Изогнутый официант рысью спешил к солидному, постоянному клиенту – опять не докушали, Аркадий Владимирович, неужели не вкусно? – и быстрыми птичьими движениями освежал стол, поправляя скатерть, убирая приборы, откуда-то из воздуха извлекая серебряный игрушечный подносик с кофейной чашкой и серебряной же сахарницей – и все это разом, все это множеством бесшумных, длиннопалых, бескровных, жутковатых рук. Хрипунов, чуть откинувшись, чтобы не мешать этому профессионально-элегантному мельтешению, неторопливо закуривал, чувствуя, как укрощает мучительную спазму горячий (лиловатый на вдохе и коричневый на выдохе) сигаретный дым.
– Сахарницу уберите, пожалуйста, – привычно просил он. Не капризничал, не требовал, не лебезил, не хамил – именно просил, как просит один человек другого человека подержать, например, газету, пока он, один человек, завяжет не вовремя развязавшийся шнурок.
– Да я помню, Аркадий Владимирович. Вы сладкого не любите, – привычно же отзывался официант, покладисто растворяя в атмосфере ненужную сахарницу. – Нам положено просто так подавать.
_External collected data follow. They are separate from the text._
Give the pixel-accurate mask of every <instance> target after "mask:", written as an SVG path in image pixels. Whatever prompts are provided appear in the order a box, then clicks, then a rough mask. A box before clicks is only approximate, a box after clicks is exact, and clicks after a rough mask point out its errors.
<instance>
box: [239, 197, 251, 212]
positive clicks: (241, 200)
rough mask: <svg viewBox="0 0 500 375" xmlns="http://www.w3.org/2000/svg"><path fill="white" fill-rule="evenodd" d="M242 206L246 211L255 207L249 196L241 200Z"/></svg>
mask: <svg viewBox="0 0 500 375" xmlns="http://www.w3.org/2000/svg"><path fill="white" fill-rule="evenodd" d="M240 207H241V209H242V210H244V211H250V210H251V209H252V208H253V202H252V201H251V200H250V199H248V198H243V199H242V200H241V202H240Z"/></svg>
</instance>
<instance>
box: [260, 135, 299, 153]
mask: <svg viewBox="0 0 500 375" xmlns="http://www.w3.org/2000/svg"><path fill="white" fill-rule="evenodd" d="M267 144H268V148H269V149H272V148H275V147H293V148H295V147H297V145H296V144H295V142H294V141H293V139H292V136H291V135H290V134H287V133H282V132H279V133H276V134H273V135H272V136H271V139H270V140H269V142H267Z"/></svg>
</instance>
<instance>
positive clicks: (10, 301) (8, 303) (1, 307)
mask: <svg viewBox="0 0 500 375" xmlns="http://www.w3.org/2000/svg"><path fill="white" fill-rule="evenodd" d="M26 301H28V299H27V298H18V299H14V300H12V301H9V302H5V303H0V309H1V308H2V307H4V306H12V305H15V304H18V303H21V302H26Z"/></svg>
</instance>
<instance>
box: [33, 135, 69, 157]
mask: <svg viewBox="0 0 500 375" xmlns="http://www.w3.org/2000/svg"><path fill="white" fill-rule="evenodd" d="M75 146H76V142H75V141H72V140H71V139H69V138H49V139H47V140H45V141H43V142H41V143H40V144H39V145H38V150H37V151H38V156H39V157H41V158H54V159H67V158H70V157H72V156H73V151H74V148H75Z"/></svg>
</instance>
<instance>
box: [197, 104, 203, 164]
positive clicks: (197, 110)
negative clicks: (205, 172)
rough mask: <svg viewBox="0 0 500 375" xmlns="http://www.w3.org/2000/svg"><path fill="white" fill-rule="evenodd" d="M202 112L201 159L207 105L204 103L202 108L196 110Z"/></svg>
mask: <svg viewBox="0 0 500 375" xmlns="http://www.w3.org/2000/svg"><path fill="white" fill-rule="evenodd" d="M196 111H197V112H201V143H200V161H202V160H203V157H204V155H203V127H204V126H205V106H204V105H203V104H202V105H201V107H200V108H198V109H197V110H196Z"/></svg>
Хрипунов спокойно кивал, и официант послушно исчезал вслед за сахарницей, довольный и даже польщенный неизвестно чем – уж точно не будущими чаевыми, которыми в Москве кого и удивишь, разве что совсем уже неотесанную, вчера только из Уляляевки прибывшую лимиту. Да и та быстро начинала соображать, что купеческий размах, битые зеркала и наклеенные на холуйские лбы сотенные – это все тьфу, дешевка, шушера, которая гоношится перед завтрашней пулей, а вчера еще сама топталась у чужого стола, заведя за угодливую поясницу жадную, скрюченную от нетерпения, загребущую руку. Нет, ресторанная обслуга (а также водители, горничные, сиделочки – словом, вся возродившаяся из социального пепла неисчислимая и мстительная ЧЕЛЯДЬ) на самом деле реагировала всего-навсего на хрипуновскую интонацию – очень простую, очень царских и древних кровей, реагировала мгновенно и уважительно, потому что по-человечески с ними разговаривали редко, так редко, что и память об этом у челяди имелась исключительно генетическая, но оттого не менее приятная.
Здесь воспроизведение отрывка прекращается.